Para o professor Juarez Xavier, da Unesp, o processo político “não é estranho” à população negra, mas a realidade brasileira tem peculiaridades. A segregação nos Estados Unidos é “distribuída pelo território – nos guetos negros e latinos, com fronteiras visíveis”. Aqui, é nos macrodados que a capital paulista se revela profundamente segregada. “Em São Paulo, há um ‘apartheid da aproximação’.”

Juarez opina que, no Brasil, mandatos como o de Leci olham para a questão negra de forma mais avançada que os partidos. “A questão racial ainda é vista no Brasil como um penduricalho. Não se compreende que o racismo se estruturou como um mecanismo de solidez do Estado brasileiro, de sua máquina de coerção, de sua máquina de persuasão. Não é uma questão de minoria no Brasil. É uma questão estrutural.”

A força da esquerda

Dos entrevistados pelo Painel BAP, 44% se declaram de esquerda, 30% diz não ter posição política e 10% são de centro-esquerda. No outro extremo, há 6% que se dizem de direita e 4% que se declaram de centro-direita. Diante da pergunta “por qual partido você se sente representado?”, 37% dos negros de São Paulo não declaravam nenhum. Agremiações de esquerda tinham uma preferência maior do que na média da população, com destaque para PT (30%), PSOL (16%), Frente Favela Brasil (11%) e PCdoB (5%).

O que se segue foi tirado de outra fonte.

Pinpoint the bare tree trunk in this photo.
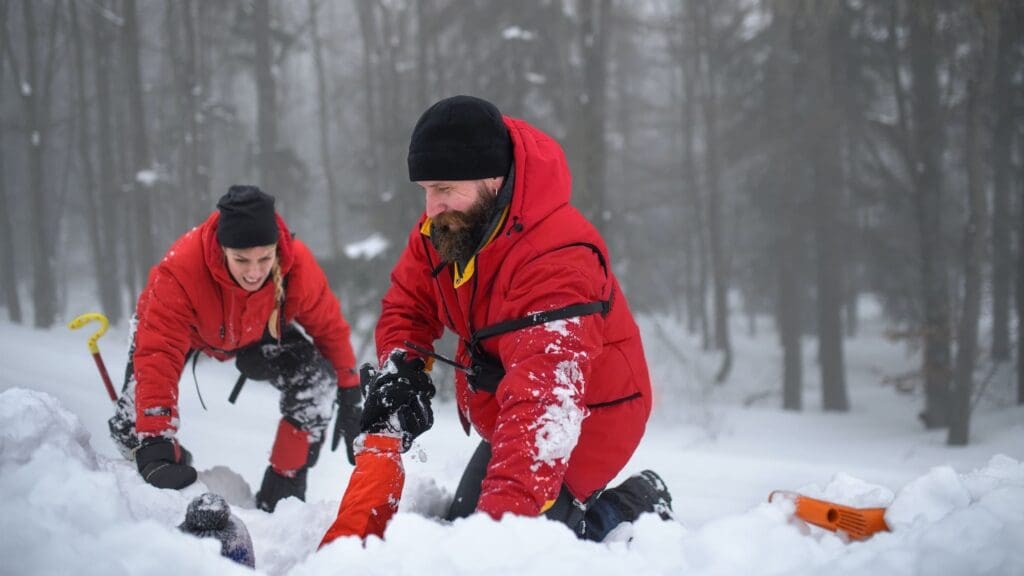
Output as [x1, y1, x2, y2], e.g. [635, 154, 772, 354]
[355, 0, 383, 195]
[700, 0, 732, 383]
[577, 0, 611, 232]
[1017, 158, 1024, 405]
[765, 0, 804, 411]
[253, 0, 285, 197]
[180, 0, 210, 222]
[992, 2, 1020, 362]
[17, 0, 56, 328]
[92, 0, 124, 324]
[123, 0, 157, 276]
[68, 2, 120, 321]
[808, 4, 850, 412]
[946, 4, 997, 446]
[308, 0, 341, 259]
[908, 2, 950, 428]
[678, 4, 711, 342]
[0, 2, 22, 324]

“O perfil mais à esquerda é um reflexo da ação política, sobretudo da emergência do movimento negro moderno, a partir de 1978, com a criação do Movimento Negro Unificado contra a Discriminação Racial”, afirma Juarez. “A negritude deixou ali de ser entendido como um problema. O problema passou a ser a supremacia racial branca. A marca política do movimento negro moderno nasce com a digital de esquerda.”

Segundo Mariana Antoniazzi, a surpresa é a quantidade de jovens negros distantes da esquerda hoje. A pesquisa aponta que, na faixa entre 25 e 34 anos, 63,5% desses eleitores são autodeclarados de direita. “É um número bastante significativo”, diz Mariana. “Os mais jovens se mostram mais conservadores do que os mais velhos.”

Questionados sobre políticos, candidatos e personalidades que mais os representavam naquele momento, os entrevistados citaram, de forma espontânea, nomes como os de Lula (11%), Eduardo Suplicy (8%), Leci Brandão e Jair Bolsonaro (ambos com 7%). Mas 30% disseram “nenhum”.

Já quando perguntados se conhecem algum político negro, 64% disseram que não. Entre os nomes lembrados por quem conhecia, Leci desponta com 23% das citações espontâneas, bem à frente dos 10% alcançados tanto por Paulo Paim quanto por Benedita da Silva. Na pesquisa estimulada, a deputada do PCdoB é conhecida por 78,3%, em empate técnico com Marina da Silva (80,9%) e Netinho de Paula (79%).

As mulheres prevalecem entre candidatos que “representam” o eleitor negro “de alguma maneira”: 46% apontam Leci Brandão, 27% mencionam Benedita e 25% escolhem Marina. Para Mariana Antoniazzi, é um reflexo “do belo trabalho que a Leci faz há muitos anos”. Na opinião de Juarez, “o mandato de Leci sinaliza uma perspectiva política para que os partidos o que é fazer política popular negra no Brasil. Não basta uma marca. É necessária a ação política”.